No progress has been achieved, as there are no targets in place.

Complete Streets

Cincinnati has not yet written or codified a Complete Streets Policy.

Car Sharing

ZipCar is currently available to the residents and visitors of Cincinnati. Cincinnati has 12 Zip cars operating within the City, some of which have dedicated on-street parking.

Bike Sharing

Cincinnati implemented Red Bike in 2014 and currently has 442 bikes and 57 locations.

Last Updated: May 2019

Transit List All

Transportation Funding

The SORTA transit system that serves Cincinnati received $42,583,002.80 in average annual funding from 2013-2017. This funding level is $19.74 per resident in the service territory of the agency, putting the city in the lowest category ($0-19) available in transit funding.

Access to Transit Services

The Transit Connectivity Index measures transit service levels. It is based on the number of bus routes and train stations within walking distance for households scaled by frequency of service. The City of Cincinnati’s Transit Connectivity Index value is 6.8, putting it in the third highest category (5-6.99) available in the City Scorecard.

Last Updated: March 2019

Efficient VehiclesList All

Vehicle Purchase Incentives

The City of Cincinnati offers free parking to EV vehicles.
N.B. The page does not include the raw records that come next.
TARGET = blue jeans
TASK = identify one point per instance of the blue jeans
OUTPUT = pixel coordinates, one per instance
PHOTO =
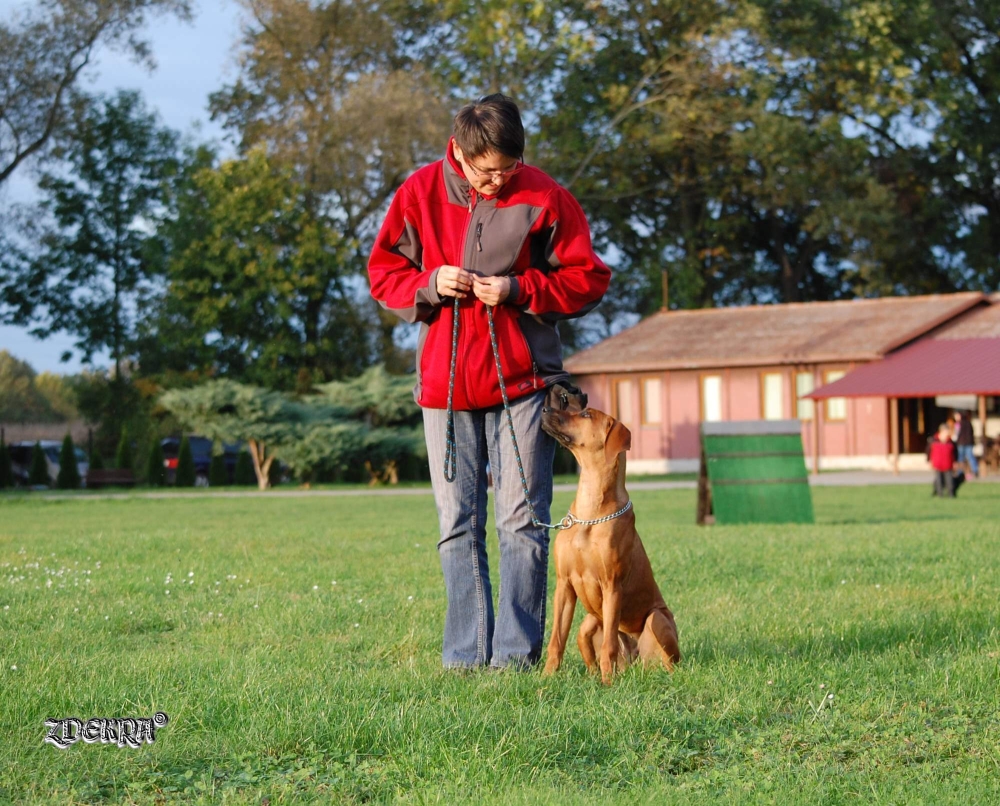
(965, 454)
(470, 636)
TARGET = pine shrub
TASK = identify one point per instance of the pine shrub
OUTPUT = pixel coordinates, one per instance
(156, 472)
(123, 456)
(6, 471)
(245, 475)
(39, 473)
(69, 473)
(185, 475)
(217, 475)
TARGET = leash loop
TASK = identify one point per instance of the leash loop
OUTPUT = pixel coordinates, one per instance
(451, 449)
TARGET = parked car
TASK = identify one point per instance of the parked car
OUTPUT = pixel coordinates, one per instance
(20, 460)
(201, 452)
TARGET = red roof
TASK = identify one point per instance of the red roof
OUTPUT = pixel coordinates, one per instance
(930, 367)
(959, 357)
(765, 335)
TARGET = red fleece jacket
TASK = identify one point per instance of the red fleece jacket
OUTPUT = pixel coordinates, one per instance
(533, 230)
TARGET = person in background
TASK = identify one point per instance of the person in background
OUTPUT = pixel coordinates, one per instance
(942, 456)
(966, 441)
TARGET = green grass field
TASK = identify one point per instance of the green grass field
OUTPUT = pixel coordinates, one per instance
(297, 655)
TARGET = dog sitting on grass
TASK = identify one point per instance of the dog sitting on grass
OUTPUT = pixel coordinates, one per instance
(604, 564)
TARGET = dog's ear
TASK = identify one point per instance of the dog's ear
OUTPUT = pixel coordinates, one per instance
(619, 439)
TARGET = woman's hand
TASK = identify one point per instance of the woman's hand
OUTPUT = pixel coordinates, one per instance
(491, 290)
(453, 281)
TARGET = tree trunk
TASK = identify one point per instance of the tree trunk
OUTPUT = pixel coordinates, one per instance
(261, 466)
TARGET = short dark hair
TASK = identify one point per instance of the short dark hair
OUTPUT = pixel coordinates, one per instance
(493, 123)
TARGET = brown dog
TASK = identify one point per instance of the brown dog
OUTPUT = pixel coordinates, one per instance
(604, 565)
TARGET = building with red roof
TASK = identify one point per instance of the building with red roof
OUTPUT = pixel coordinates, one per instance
(864, 376)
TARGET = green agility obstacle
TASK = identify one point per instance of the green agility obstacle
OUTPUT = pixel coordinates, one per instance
(753, 472)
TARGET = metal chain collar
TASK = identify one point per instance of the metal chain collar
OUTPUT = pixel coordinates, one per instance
(571, 520)
(451, 450)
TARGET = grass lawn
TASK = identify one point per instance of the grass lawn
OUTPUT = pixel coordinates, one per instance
(297, 656)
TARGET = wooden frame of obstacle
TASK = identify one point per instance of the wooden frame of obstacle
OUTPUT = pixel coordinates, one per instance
(753, 471)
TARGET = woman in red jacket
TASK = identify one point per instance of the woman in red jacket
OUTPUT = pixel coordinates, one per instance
(479, 230)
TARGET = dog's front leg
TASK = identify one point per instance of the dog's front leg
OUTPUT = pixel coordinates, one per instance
(562, 619)
(612, 610)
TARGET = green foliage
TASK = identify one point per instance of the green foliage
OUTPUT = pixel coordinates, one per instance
(123, 453)
(21, 398)
(38, 474)
(258, 275)
(185, 474)
(69, 474)
(376, 397)
(156, 471)
(6, 471)
(44, 49)
(81, 264)
(270, 423)
(244, 475)
(217, 475)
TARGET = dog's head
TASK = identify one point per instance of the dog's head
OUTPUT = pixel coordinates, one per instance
(588, 433)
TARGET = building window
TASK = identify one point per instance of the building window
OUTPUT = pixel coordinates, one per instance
(805, 382)
(836, 407)
(711, 398)
(772, 392)
(652, 401)
(623, 401)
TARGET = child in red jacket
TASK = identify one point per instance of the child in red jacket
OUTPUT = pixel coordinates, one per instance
(943, 455)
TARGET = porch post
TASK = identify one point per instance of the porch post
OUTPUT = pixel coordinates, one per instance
(982, 432)
(817, 408)
(894, 433)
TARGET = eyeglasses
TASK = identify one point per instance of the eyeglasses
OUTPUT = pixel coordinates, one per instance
(505, 175)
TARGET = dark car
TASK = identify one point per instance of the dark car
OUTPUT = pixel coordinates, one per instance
(201, 452)
(20, 459)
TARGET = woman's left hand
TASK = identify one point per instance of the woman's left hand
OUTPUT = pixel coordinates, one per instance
(491, 290)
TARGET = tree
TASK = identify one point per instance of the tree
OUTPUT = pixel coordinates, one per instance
(217, 476)
(82, 265)
(269, 422)
(917, 82)
(330, 88)
(259, 282)
(20, 398)
(185, 474)
(43, 52)
(69, 474)
(38, 474)
(58, 393)
(6, 471)
(156, 471)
Currently close to 400 vehicles are enrolled in the program.

Vehicle Infrastructure Incentives

There are no incentives available for the construction of EV charging infrastructure.

EV Charging Locations

The City owns 44 charging stations available for public use.

Renewable Charging Incentives

At this time, the City of Cincinnati has no incentives or requirements available for the installation of private or public EV charging infrastructure powered by renewable energy (solar, wind, etc.).

Last Updated: March 2019

Freight List All

Cincinnati does not have a sustainable freight transportation plan in place, nor does it have any policies that address freight efficiency.

Last Updated: March 2019

Low-Income Transportation AccessList All

Affordable New TOD Housing Policy

Cincinnati does not have any requirements or incentives in place to develop or preserve affordable housing in transit-served areas.

Connecting Existing Affordable Housing Stock to Efficient Transportation Options

Cincinnati does not currently provide rebates or incentives to low-income residents for efficient transportation options.

Low-Income Access to High Quality Transit

In the City of Cincinnati, 59% of low-income households have access to high-quality transit.